Although the names of the cell populations described in these articles (HybHP or EMT-reprogrammed hepatocytes) are different, they both express high levels of YAP. Even though whether such EMT-reprogrammed cells express SOX9 is unknown, EMT is an important pathway to generate progenitor cells. We hypothesize that the HybHP and EMT-reprogrammed hepatocytes described in these studies are a similar cell population. According to the contribution of these two cell types to liver regeneration and the high YAP expression, Hippo-YAP pathway activation may be a common regulatory pathway experienced by cells undergoing dedifferentiation and reactivating proliferative activity during liver regeneration, regardless of whether these highly proliferative cells are derived from hepatocytes or HybHP cells. YAP may be an effective target for promoting liver regeneration in liver failure patients.

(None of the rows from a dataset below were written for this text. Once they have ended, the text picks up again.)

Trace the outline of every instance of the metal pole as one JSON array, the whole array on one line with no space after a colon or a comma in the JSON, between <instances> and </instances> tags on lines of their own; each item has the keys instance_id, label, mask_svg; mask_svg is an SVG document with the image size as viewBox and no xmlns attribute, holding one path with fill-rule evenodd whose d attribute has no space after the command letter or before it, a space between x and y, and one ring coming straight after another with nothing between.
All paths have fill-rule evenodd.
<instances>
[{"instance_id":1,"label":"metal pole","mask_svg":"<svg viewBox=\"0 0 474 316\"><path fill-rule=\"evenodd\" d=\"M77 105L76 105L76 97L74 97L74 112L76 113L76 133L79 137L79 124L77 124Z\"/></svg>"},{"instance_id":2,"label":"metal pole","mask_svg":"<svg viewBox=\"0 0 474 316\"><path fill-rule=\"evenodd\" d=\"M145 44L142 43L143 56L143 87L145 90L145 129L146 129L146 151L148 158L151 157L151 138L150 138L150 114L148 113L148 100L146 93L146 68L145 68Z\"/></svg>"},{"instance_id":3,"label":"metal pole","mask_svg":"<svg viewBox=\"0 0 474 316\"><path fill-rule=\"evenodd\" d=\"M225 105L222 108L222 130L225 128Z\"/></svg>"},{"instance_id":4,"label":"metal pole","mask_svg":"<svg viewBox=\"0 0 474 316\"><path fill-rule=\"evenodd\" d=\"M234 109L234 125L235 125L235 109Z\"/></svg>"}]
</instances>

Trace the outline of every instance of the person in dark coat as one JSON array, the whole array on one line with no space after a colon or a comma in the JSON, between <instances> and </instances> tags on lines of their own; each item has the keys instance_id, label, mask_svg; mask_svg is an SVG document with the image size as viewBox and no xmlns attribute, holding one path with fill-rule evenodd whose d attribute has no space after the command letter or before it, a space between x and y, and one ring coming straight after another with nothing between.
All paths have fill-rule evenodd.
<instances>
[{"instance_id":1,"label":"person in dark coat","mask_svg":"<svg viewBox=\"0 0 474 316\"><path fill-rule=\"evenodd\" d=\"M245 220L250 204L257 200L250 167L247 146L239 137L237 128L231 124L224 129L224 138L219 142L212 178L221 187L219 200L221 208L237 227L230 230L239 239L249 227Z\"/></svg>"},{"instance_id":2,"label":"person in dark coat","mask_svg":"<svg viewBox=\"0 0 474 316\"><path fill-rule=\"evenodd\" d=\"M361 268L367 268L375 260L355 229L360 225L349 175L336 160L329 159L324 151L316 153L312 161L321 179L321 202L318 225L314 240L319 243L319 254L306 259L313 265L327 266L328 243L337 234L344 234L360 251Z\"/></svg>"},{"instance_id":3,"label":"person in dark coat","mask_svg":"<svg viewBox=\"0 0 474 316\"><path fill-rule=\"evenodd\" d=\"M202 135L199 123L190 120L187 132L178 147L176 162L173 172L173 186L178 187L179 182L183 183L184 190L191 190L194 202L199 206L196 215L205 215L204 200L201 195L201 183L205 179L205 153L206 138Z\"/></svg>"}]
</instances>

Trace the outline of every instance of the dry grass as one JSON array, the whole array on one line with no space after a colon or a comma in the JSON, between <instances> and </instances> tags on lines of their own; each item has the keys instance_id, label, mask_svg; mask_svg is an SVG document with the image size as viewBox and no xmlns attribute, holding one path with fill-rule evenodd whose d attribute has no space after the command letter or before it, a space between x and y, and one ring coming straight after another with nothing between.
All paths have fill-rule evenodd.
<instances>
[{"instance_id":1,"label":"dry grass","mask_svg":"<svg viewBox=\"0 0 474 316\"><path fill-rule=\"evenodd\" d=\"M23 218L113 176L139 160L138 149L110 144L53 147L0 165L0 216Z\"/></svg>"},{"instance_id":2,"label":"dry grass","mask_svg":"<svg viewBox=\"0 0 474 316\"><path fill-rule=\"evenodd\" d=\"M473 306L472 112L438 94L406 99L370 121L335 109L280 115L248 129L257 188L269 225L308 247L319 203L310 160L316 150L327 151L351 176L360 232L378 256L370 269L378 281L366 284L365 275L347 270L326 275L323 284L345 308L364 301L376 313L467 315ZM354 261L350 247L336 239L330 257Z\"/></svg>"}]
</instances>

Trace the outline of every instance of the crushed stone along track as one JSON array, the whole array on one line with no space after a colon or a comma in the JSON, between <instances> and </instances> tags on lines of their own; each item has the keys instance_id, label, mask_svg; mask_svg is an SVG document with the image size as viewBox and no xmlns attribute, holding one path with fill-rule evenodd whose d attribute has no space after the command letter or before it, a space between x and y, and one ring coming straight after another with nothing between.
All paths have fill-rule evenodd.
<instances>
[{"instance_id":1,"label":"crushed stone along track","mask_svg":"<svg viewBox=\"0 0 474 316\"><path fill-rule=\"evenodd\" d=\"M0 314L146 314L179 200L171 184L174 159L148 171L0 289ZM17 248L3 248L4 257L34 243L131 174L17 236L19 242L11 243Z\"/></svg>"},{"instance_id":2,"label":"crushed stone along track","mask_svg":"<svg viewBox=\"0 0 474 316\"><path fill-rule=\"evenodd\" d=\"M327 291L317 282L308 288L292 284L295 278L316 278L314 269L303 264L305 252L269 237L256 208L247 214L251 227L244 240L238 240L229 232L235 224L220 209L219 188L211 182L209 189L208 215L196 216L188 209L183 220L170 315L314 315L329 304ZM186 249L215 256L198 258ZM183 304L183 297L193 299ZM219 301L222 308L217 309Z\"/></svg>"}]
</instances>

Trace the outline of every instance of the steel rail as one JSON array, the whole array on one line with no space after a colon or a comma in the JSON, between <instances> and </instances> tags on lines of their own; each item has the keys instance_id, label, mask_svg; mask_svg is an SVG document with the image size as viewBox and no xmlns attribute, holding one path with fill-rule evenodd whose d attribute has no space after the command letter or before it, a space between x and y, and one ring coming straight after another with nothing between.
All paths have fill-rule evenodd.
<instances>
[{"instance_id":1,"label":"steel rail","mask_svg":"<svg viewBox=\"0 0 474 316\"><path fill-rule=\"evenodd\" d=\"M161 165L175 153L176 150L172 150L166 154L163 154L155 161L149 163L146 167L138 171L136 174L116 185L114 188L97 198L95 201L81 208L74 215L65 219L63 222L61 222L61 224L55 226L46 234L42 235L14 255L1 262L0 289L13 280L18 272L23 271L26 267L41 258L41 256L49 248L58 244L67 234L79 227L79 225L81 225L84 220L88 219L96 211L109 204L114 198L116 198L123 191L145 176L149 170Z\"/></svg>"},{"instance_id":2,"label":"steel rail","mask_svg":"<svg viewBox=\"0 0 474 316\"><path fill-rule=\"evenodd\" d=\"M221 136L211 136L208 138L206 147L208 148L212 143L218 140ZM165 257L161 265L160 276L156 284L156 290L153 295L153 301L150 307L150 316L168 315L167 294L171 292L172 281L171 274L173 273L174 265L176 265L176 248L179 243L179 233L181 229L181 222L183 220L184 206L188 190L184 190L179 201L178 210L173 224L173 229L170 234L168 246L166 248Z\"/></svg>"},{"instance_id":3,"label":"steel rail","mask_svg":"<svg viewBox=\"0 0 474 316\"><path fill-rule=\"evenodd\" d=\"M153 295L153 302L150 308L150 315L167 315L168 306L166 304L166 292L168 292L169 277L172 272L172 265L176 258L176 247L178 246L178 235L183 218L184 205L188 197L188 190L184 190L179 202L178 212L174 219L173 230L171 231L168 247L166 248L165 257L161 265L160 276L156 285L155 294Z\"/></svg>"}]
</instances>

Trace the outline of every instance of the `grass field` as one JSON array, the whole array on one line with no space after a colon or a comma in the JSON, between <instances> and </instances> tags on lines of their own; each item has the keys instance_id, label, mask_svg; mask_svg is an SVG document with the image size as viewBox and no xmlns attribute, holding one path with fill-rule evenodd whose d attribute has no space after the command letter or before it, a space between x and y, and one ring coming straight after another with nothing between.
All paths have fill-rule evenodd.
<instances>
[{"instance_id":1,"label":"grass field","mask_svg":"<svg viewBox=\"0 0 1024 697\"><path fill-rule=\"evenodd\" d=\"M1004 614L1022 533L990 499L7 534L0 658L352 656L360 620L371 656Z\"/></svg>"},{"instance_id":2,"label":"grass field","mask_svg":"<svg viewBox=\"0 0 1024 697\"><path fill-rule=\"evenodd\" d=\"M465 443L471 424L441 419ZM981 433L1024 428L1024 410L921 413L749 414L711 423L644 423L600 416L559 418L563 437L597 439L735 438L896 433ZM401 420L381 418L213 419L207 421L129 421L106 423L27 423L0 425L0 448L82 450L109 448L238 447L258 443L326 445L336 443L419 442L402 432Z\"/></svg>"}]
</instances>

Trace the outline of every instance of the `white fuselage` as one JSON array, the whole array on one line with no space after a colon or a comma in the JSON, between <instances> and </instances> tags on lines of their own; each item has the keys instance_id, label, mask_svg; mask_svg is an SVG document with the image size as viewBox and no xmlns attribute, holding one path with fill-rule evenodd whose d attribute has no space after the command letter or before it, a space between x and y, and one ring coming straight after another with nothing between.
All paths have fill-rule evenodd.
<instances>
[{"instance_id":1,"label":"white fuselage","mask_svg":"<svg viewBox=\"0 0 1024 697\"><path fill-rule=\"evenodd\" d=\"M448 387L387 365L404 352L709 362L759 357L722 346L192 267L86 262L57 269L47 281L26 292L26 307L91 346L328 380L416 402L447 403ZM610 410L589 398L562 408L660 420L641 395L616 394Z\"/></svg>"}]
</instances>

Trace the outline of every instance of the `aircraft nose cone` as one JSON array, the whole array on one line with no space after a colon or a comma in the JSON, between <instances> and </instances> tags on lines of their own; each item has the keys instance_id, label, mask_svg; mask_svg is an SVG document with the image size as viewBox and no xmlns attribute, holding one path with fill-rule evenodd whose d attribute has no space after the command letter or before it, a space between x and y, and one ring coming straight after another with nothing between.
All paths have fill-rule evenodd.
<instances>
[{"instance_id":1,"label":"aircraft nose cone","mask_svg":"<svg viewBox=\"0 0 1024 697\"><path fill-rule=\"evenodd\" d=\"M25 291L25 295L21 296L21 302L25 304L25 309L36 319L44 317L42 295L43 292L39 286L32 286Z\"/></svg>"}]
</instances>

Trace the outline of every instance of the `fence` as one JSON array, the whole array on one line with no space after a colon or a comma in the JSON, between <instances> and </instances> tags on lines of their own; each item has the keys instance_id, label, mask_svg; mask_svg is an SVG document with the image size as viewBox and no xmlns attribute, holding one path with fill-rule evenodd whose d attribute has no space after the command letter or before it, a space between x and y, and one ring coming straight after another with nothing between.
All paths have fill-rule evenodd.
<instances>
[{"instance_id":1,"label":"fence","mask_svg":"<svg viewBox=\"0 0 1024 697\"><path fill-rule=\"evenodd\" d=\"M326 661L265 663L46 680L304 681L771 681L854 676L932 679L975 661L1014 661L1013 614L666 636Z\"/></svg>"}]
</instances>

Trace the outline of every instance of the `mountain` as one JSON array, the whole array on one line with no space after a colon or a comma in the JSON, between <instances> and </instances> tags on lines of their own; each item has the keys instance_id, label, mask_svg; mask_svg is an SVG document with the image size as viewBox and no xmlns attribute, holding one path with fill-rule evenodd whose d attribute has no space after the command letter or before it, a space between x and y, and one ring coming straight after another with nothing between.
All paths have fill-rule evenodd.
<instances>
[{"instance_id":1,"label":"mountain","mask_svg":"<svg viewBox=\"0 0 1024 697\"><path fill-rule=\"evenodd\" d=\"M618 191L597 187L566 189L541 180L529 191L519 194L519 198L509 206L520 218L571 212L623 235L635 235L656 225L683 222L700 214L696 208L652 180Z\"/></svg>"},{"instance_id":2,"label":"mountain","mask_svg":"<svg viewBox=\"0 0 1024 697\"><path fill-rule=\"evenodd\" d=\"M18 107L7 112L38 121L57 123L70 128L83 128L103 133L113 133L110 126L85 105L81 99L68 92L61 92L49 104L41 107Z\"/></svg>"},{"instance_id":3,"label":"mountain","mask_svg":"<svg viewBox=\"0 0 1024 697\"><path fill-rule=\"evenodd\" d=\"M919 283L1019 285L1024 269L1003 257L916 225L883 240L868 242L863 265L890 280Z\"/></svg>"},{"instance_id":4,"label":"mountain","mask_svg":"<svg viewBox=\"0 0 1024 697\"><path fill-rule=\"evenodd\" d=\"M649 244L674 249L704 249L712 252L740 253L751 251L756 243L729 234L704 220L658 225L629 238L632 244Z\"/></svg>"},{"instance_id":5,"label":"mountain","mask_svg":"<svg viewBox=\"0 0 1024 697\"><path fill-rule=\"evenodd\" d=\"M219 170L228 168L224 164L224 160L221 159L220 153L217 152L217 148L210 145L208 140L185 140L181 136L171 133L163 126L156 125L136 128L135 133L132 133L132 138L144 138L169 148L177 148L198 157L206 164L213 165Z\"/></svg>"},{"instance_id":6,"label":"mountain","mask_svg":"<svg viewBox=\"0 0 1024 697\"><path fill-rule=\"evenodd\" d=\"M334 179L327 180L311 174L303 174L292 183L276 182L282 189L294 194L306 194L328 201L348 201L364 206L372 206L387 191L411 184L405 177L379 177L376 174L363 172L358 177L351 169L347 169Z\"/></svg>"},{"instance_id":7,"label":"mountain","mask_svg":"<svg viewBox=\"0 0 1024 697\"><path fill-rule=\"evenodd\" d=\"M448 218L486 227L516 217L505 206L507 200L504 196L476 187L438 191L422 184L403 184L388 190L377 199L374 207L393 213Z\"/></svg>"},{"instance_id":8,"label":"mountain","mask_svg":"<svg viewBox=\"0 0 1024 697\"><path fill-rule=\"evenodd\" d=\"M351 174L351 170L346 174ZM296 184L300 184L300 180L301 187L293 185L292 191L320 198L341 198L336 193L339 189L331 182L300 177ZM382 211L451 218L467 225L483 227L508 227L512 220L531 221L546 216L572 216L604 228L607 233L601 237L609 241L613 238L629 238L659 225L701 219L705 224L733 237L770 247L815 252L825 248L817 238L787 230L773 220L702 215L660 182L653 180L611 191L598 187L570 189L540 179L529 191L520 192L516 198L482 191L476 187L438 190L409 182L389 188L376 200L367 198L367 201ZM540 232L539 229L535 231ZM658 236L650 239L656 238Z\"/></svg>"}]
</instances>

Although no evidence showed that HybHP cells contribute to hepatocellular carcinoma (HCC) in three different mouse models[2], we cannot rule out the possibility that these highly regenerative cells can further develop into tumor cells or cancer stem cells when they gain mutations caused by viral infection or other risk factors like alcohol. YAP is activated in 50% of human HCCs, and its activation level correlates with decreased survival after resection. Endogenous YAP activation perturbs hepatocyte differentiation and maintains this state in advanced tumors, and YAP silencing restores hepatocyte differentiation and leads to tumor regression[4]. It is interesting to question whether YAP is activated during controlled liver regeneration and excessive cell proliferation is prevented by inactivating YAP. However, under pathological conditions, the control of YAP activity is disrupted, resulting in continuous YAP activation and the generation of HCC.

Hippo signaling is the primary signaling pathway that regulates YAP activity, and MST1/2 phosphorylation of large tumor suppressor 1 and 2 (LATS1/2) can inhibit YAP entry into the nucleus. However, LATS1/2 phosphorylation by MST1/2 is context- and cell type-dependent. Loss of MST1/2 in mouse embryonic fibroblasts does not significant affect LATS1/2 phosphorylation or activation[5]. Therefore, we hypothesize that liver regeneration under various conditions will eventually lead to divergent consequences, probably due to the duration of YAP activation regulated by Hippo-LATS1/2 pathway in a context- and cell type-dependent manner. A deeper understanding of this aspect may uncover the key to target YAP to promote liver regeneration in pathological conditions and to control its tumorigenicity at the same time.